Anschließend begann ich die dritte Kaufsünde an diesem Wochenende. Ich besuchte den Zauber zwischen den Zeilen Stand, zu dem ich seit Samstag zurück kehren wollte. Hier fanden sich Werke
aus dem Sternensandverlag, Greenlight-Press, Drachenmondverlag. Die Autorinnen waren im Wechsel selbst anwesend und managten diesen Stand. Es machte viel Spaß, mit ihnen zu reden. Mir wurde auch mal der Unterschied zwischen Urban- und High-Fantasy erklärt. Ich habe dann nach langer Überlegung die Chroniken der Seelenwächter kaufen wollen... aber Band 1 war weg... er war einfach weg! Die Autorin bot mir an, einfach Band 2 zu kaufen, sie signiert ihn, gibt mir eine E-Mail Adresse und dort bestelle ich Band 1 auch mit Unterschrift und Widmung. Ich willigte sofort ein, bestellte direkt im Anschluss über das Handy das andere Buch. Denn sie sind so schön! Die Coverbilder sind von der Autorin Nicole Böhm selbstgemalte Portraits der Covermodels. Und guckt auf das Foto: Sieht das nicht geil aus?

Zurück am Drachenmondverlag. Natürlich, alle Wege führen zum Drachen. Neben dem Stand lud eine große, freie Fläche zum verweilen ein, wir ließen uns auf dem blauen Teppichboden nieder. Wie ein Picknick fühlte es sich an. Wir ruhten aus bei Wasser und Knabbereien. Die Termine neigten sich dem bitteren Ende. Während Kristina dann noch schnell am Zauber zwischen den Zeilen Stand shoppen ging, suchte ich mehr oder minder verzweifelt eine Veranstaltung, die ich an ihrem Stand nicht fand. Ich zog wieder ab, traf mich erneut mit Kristina. Als ich eine halbe Stunde später noch einmal los ging, fand ich den richtigen Stand. Ich Dummerchen. Es war nur ein paar Schritte weiter von dort, wo ich zuvor gesucht hatte. Jennie hielt mit einer Kollegin von epubli eine Frage- und Antwort-Runde rund um Selfpublishing ab. Ich hatte schon 30 Minuten verpasst. Spontan hörte ich den letzten 30 Minuten dann noch zu. Und stellte fest: Selfpublishing wird mich vermutlich noch in den Wahnsinn treiben. Wie schaffen das nur all die anderen??? Ein Rätsel, das ich noch lösen werde!!!

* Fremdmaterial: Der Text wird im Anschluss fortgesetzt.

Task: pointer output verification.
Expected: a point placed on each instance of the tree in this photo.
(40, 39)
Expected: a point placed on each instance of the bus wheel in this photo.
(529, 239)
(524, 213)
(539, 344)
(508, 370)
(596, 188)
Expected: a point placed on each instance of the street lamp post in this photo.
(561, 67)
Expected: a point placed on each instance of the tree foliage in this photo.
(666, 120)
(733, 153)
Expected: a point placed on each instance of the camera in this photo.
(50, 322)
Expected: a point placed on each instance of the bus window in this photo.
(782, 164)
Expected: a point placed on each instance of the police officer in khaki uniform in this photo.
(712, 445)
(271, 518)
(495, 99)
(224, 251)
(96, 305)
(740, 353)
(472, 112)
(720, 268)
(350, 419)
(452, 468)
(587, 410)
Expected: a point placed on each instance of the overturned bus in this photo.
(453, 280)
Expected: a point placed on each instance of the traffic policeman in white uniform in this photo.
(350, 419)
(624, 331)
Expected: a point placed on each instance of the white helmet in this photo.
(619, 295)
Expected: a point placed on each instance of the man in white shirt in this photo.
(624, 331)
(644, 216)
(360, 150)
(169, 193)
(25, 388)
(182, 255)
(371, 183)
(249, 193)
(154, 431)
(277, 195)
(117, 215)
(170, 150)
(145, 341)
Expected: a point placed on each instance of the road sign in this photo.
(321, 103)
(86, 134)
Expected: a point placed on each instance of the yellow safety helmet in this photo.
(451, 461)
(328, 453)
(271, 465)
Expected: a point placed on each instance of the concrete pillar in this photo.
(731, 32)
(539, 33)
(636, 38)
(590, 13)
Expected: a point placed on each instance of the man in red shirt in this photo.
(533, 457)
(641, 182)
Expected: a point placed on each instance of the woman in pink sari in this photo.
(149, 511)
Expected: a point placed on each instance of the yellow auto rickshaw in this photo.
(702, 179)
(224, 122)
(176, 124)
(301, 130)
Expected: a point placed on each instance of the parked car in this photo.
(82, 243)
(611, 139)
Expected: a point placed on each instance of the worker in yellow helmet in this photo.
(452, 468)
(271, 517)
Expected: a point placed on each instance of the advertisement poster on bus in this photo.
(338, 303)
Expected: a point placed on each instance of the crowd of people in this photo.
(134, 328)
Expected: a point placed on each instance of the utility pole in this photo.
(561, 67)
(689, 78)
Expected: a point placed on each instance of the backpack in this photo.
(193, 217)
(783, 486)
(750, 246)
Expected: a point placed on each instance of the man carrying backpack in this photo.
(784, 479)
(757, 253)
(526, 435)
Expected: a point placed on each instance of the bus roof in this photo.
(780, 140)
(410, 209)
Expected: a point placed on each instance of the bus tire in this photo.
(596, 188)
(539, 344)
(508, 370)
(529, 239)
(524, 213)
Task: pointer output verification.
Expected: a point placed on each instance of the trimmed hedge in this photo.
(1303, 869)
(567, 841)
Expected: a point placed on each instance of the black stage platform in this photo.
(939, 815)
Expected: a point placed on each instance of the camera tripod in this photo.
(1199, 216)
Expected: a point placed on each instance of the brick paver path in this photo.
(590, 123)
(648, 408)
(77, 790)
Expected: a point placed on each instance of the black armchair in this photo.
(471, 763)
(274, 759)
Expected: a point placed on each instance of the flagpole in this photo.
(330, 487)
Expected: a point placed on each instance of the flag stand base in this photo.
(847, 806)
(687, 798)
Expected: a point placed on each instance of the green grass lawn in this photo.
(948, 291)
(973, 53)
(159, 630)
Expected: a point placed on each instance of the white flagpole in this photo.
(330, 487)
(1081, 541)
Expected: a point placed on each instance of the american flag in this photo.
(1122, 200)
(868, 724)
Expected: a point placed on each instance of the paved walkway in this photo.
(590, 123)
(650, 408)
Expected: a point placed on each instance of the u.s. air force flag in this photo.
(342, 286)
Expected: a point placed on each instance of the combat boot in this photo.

Signierstunde am Drachenmond-Stand

Danach waren Kristina und ich fix und fertig. Früher als erwartet machten wir uns auf den Weg zum Bahnhof. Schon um 17:00 waren wir dort, der Fernbus sollte erst um 19:05 fahren. Wir schlugen die Zeit tot, sie verging letztlich doch recht schnell. Das Wochenende war der pure Wahnsinn! Ich kann es kaum erwarten, im nächsten Jahr dort zu sein. Und dann will ich als Autorin dort sein. Ein hohes Ziel, nicht wahr? Aber in einem Jahr kann viel passieren. Und meine Geschichten sollen in dieser Zeit wachsen. Ich arbeite nun an meiner Novelle "Kein Erwachen" weiter, die ich vielleicht dann im NaNoWriMo - sofern ich mich dazu durchringen kann - beenden werde. Eine Woche bleibt mir noch, das zu entscheiden. Ich wage es einfach. Ich versuche mich an etwas, das mir selbst unmöglich erscheint. Und ich sehe doch, dass vielen anderen es möglich geworden ist. Träume sind vielleicht wirklich nicht unmöglich. Man sollte nur aufhören, Angst vor Steinen im Weg zu haben, denn damit legt man selbst sie dorthin. Es gibt keine Probleme. Es gibt nur offene Lösungen. Und die diesjährige Messe hat mich in meinem Traum bestätigt.

Alle meine gesammelten Werke *-*

Poster, die bald meine Wände zieren :)
PS Neben den gekauften Büchern habe ich auch eine Einkaufsliste mit eBooks erstellt, die ich aufgrund der Messe noch herunterladen werde. Die findet ihr dann unter "Wunschliste", da ich sie ja noch nicht aktiv auf dem SuB habe ;). Ich denke, die werde ich dann im Lauf der nächsten 3 Wochen noch online shoppen.